В общем, здорово плохо! Что тут поделаешь? Послушай-ка, что устроил этот Гортовой. Он, Берл-Айзик то есть, посоветовался с женой, поговорил с ней о том, как им быть. Коли жить не с чего и тронуться в Америку не на что, а помирать так или иначе придется, так чем помереть с голоду, лучше уж отравиться заживо… Раз поговорил с ней, другой, третий. Жена, верно, плачет, показывает на детей и говорит: «Что будет с детьми?..» А он, Берл-Айзик то есть, говорит ей: «Прежде отравим детей, а потом сами выпьем…» Как он тебе нравится? На такое способен только Гортовой!
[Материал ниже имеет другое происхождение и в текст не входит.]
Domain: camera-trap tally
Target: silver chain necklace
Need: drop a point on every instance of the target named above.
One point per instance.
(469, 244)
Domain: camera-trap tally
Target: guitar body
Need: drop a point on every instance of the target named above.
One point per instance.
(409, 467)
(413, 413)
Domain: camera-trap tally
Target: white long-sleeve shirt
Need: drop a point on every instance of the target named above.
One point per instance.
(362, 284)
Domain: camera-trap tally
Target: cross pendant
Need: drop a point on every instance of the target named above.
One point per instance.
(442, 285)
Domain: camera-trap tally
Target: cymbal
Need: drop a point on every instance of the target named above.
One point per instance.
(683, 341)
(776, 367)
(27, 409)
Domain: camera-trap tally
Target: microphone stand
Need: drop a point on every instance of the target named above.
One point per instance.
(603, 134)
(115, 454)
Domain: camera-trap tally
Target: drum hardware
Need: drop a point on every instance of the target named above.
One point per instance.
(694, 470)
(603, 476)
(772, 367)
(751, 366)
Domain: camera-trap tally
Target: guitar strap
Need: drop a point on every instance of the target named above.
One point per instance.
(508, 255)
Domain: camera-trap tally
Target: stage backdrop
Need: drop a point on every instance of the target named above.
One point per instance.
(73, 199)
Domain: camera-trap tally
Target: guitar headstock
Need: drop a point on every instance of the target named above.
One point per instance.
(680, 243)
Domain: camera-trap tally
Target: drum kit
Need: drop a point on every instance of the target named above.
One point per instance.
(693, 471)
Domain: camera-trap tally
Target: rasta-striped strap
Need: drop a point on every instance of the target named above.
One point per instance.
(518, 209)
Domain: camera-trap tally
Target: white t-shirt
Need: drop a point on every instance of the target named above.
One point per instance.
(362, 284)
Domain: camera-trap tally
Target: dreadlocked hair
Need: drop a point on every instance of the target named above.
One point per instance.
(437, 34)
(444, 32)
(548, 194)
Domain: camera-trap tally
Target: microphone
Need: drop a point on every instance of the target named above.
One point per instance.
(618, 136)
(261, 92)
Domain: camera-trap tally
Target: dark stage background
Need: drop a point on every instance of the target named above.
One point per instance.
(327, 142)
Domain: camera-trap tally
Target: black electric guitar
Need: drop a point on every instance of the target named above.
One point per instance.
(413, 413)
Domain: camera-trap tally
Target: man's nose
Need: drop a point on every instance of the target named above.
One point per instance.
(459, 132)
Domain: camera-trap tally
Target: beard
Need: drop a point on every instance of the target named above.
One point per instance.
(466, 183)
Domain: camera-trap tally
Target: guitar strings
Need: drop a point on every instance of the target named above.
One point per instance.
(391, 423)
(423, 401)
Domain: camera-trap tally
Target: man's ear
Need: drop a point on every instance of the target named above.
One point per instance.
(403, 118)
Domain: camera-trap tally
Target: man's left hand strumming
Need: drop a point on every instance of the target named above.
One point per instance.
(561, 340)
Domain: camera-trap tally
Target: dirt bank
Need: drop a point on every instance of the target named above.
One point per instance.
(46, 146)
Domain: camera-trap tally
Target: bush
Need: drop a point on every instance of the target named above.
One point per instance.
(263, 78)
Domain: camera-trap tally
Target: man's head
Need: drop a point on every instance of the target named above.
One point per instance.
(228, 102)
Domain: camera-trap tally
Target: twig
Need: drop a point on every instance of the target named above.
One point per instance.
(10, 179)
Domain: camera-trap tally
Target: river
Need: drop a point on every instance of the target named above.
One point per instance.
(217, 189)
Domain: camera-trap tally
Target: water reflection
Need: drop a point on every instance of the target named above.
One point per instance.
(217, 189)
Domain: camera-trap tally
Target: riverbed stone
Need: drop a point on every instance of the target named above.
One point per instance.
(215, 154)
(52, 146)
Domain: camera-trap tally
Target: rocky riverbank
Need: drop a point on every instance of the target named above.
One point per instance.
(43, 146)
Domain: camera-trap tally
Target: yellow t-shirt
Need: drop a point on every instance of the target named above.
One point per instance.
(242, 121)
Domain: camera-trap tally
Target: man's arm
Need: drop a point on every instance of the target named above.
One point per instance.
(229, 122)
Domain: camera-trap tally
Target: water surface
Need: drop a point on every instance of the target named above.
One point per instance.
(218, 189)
Ну, ясное дело, баба и согласилась. Как говорит мама: «В Писании сказано, жена подвластна своему мужу…» Он, Берл-Айзик то есть, недолго думая, закладывает женин бурнус, идет на рынок, покупает свежих булок, чаю и сахару, велит поставить самовар, заваривает чай, созывает детей, всю свою ораву, наливает каждому чай и оделяет булкой. «Поешьте, — говорит, — дети, в последний раз!..» Вот ведь что затеял! Берет он, Берл-Айзик то есть, и сыплет им в чай какой-то порошок. Дети малые жалуются, дескать, чай что-то горький… Он кладет сахару и велит пить — они пьют. Кривятся, а пьют. Видят старшие дети, что папа с мамой шепчутся, плачут и что-то сыплют в чай, и не хотят пить. А папа с мамой со слезами просят их пить: пейте, смотрите, папа с мамой тоже пьют — долго ли, коротко ли, все выпили, только один, самый старший мальчик, ему уже бар-мицву справили, заупрямился, ни в какую не хочет пить! А как они выпили и стало им плохо, так этот паренек выбежал и поднял крик, что его папа и мама отравили всех детей и сами отравились каким-то порошком в чае! Весь город сбежался, привели докторов, спасали, шумели — пропало дело!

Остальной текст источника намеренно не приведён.